11. The next contention of the learned Counsel for the petitioner is that in passing the impugned order, the procedure laid down in the circulars dated 13th August, 1958, 19th/26th April, 1972 and 19th June, 1972, has not been followed, In my opinion this contention also cannot be accepted in view of the reply filed on behalf of the respondents that the procedure and the manner enumerated in the said circulars was followed in present case and that the case of the 66 R.P.S. officers including the petitioner, who had completed 25 years of qualifying service were considered by the Screening Committee and the Screening Committee after considering the case of the 65 RPS, Officers, recommended four officers, including the petitioner, for compulsory retirement.

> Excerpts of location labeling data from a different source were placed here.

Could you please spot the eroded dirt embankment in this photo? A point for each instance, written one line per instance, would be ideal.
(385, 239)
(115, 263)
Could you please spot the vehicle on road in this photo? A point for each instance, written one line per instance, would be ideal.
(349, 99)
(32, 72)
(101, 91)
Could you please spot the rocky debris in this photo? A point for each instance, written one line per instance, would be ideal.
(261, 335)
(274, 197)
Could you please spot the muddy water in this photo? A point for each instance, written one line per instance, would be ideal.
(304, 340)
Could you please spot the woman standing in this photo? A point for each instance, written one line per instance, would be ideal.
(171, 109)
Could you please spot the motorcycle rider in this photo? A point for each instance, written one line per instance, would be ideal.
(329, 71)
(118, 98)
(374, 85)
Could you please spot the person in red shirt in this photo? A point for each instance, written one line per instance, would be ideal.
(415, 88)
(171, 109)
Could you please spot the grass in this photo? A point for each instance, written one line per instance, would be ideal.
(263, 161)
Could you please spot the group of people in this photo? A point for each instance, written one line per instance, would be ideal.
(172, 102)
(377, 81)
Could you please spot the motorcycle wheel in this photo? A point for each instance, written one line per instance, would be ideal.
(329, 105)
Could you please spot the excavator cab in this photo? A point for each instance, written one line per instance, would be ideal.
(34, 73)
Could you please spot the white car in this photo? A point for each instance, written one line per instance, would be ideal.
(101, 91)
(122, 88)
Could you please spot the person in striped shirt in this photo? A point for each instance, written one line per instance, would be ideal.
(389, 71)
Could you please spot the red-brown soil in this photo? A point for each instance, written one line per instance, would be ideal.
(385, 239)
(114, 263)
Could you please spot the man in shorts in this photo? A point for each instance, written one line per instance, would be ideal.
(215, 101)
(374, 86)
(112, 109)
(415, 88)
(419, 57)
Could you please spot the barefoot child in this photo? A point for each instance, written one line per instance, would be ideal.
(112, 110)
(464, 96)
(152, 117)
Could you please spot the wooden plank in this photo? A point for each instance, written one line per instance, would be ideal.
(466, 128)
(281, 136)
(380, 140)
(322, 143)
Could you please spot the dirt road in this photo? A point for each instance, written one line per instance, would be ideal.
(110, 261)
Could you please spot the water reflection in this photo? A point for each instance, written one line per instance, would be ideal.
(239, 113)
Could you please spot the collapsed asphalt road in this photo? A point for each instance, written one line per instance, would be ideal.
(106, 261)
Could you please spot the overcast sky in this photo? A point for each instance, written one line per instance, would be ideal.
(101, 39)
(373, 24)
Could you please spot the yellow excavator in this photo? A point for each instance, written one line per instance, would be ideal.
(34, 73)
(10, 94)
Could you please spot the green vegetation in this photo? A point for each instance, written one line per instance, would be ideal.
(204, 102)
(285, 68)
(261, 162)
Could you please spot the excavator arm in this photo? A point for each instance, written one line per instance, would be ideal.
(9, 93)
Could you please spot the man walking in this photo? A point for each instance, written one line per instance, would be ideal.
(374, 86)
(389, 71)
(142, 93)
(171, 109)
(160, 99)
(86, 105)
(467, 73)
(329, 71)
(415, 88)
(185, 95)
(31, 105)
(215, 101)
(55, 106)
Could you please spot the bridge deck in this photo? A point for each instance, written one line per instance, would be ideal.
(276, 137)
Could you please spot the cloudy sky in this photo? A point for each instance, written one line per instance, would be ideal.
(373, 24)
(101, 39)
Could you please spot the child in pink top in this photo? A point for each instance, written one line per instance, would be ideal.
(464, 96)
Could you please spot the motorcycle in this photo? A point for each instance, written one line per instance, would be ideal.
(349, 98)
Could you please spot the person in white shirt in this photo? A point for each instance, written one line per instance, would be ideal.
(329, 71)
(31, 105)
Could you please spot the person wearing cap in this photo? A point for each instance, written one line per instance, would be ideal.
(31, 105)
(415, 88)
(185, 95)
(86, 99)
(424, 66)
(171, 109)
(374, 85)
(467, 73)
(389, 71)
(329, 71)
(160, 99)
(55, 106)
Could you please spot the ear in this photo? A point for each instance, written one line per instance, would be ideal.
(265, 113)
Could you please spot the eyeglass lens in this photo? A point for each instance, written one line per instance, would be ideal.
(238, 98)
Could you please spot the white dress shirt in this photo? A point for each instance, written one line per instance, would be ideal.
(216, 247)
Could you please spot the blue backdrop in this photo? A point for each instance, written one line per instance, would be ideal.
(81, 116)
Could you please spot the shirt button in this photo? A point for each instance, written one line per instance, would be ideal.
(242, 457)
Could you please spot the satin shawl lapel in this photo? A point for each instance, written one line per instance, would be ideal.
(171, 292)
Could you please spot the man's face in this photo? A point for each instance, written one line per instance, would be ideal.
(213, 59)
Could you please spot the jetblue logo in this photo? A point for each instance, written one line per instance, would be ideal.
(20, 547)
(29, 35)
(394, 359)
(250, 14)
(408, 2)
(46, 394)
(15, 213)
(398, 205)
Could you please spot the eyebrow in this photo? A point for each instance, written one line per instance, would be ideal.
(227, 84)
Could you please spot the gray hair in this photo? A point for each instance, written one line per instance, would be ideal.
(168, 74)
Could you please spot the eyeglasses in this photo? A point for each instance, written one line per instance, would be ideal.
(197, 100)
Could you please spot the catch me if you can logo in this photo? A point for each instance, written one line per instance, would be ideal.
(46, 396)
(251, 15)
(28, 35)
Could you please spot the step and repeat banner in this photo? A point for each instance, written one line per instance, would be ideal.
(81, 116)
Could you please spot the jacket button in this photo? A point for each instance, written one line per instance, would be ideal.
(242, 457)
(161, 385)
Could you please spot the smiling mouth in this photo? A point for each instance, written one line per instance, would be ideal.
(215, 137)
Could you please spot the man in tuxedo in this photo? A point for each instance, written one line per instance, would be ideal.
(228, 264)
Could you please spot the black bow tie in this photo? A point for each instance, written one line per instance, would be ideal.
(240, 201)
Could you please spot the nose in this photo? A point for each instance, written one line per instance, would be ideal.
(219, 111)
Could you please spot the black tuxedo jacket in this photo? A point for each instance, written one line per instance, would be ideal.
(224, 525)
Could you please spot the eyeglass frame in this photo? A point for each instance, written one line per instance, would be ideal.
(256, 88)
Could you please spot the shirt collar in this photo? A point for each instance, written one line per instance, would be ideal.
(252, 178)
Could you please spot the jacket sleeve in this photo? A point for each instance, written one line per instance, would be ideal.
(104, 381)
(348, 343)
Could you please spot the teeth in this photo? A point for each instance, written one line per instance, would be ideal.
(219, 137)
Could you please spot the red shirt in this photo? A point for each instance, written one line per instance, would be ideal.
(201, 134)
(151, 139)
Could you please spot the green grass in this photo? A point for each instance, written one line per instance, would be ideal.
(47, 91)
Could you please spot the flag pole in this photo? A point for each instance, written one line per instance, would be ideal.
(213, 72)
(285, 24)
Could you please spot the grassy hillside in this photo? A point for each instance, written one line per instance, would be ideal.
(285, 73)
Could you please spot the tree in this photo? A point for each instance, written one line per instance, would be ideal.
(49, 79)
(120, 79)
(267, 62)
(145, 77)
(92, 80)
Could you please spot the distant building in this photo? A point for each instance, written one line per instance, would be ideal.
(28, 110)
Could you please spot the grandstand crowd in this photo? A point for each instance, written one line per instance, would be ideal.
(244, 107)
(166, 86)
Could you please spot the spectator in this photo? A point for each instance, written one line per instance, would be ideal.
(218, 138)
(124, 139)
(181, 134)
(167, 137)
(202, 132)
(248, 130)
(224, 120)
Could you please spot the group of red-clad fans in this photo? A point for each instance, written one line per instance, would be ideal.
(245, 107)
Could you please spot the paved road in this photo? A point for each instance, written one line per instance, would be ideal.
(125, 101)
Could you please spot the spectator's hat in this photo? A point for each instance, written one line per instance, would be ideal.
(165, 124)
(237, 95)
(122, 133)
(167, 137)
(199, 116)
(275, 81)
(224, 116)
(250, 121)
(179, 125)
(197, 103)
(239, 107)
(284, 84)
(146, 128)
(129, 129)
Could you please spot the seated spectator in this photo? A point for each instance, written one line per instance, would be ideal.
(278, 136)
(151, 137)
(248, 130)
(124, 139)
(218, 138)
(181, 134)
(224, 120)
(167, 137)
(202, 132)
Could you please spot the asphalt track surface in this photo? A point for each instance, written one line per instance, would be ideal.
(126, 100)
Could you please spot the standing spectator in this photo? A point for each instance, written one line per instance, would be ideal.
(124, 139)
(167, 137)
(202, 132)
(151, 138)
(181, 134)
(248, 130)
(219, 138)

12. The contention of the learned Counsel for the petitioner that the impugned order of compulsorily retirement was passed in contravention of the provisions of Rule 31 (a) of the Rules of Executive Easiness also has no force in view of the reply filed on behalf of the respondents that as for the said Rule the matter was submitted to the Chief Minister and the Governor and that after their full satisfaction the impugned order of compulsory retirement was passed.

13. Thus, I find that there is no merit in any of the contentions which have been urged by the learned Counsel for the petitioner.

14. The writ petition is, therefore, dismissed but in the circumstances of the case, there will be no order as to costs.